MOSCOW (MRC) -- INEOS Group Holdings S.A.announces its trading performance for the second quarter of 2014, said the producer in its press release.
Based on unaudited management information INEOS reports that EBITDA for the second quarter of 2014 was EUR447 million, compared to EUR365 million for Q2, 2013 and EUR401 million for Q1, 2014.
North American markets have continued to be strong, taking full benefit from their current feedstock advantage. Market conditions in Europe have shown further signs of improvement in the quarter. In contrast, markets in Asia have generally remained soft.
O&P North America reported EBITDA of EUR236 million compared to EUR221 million in Q2, 2013. The business has continued to benefit from its flexibility to be able to utilise cheaper NGL feedstocks to maintain healthy margins. The US cracker business environment was strong with top of cycle margins and high operating rates throughout the quarter. Polymer demand was very robust, with tight markets and high margins supported by an improving US economy.
Chemical Intermediates reported EBITDA of EUR132 million compared to EUR104 million in Q2, 2013.

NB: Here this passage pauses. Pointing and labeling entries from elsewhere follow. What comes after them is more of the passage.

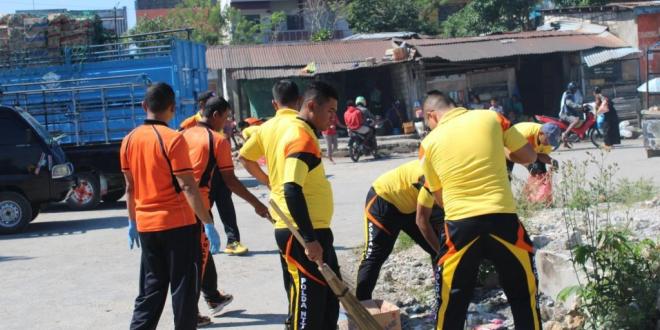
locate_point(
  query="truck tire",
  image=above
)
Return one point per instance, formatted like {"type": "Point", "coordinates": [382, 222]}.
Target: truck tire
{"type": "Point", "coordinates": [15, 212]}
{"type": "Point", "coordinates": [36, 209]}
{"type": "Point", "coordinates": [113, 196]}
{"type": "Point", "coordinates": [87, 194]}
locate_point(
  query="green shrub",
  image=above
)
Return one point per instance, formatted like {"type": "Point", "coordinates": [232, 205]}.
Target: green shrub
{"type": "Point", "coordinates": [620, 275]}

O&P Europe reported EBITDA of EUR79 million compared to EUR40 million in Q2, 2013. Demand for olefins in the quarter was balanced, with industry cracker operating rates remaining trimmed. Margins were relatively steady in the quarter, with a solid aromatics performance offset by weak butadiene margins. Polymer demand was firm with good volumes and stable margins in the quarter. The partial closure of the cracker in Lavera during Q2, 2013 adversely impacted the results for that quarter. The results for Q2, 2013 were also adversely impacted by the poor performance at O&P UK. The Group disposed of the O&P UK business on October 1, 2013.

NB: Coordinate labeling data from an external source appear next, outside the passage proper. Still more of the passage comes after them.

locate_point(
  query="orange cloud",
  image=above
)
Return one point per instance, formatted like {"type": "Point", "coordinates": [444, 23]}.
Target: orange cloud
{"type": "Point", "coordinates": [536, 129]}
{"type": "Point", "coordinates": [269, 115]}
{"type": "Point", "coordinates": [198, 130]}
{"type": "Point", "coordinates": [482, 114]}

The Group has continued to focus on cash management and liquidity. Net debt was approximately EUR6.2 billion at the end of June 2014. Cash balances at the end of the quarter were EUR1,087 million, and availability under undrawn working capital facilities was EUR271 million. Net debt leverage was approximately 4.0 times as at the end of June 2014.
As MRC wrote before, Solvay SA and Ineos Group AG have given a name to their chlorovinyls joint venture, Inovyn, as the two firms prepare the launch the company by the end of 2014. The new company will officially open following divestments by both companies required by the European Commission. Until completion, Solvay and Ineos will continue to run their businesses separately.
INEOS Group Limited is a privately owned multinational chemicals company consisting of 15 standalone business units, headquartered in Rolle, Switzerland and with its registered office in Lyndhurst, United Kingdom. It is the fourth largest chemicals company in the world measured by revenues (after BASF, Dow Chemical and LyondellBasell) and the largest privately owned company in the United Kingdom.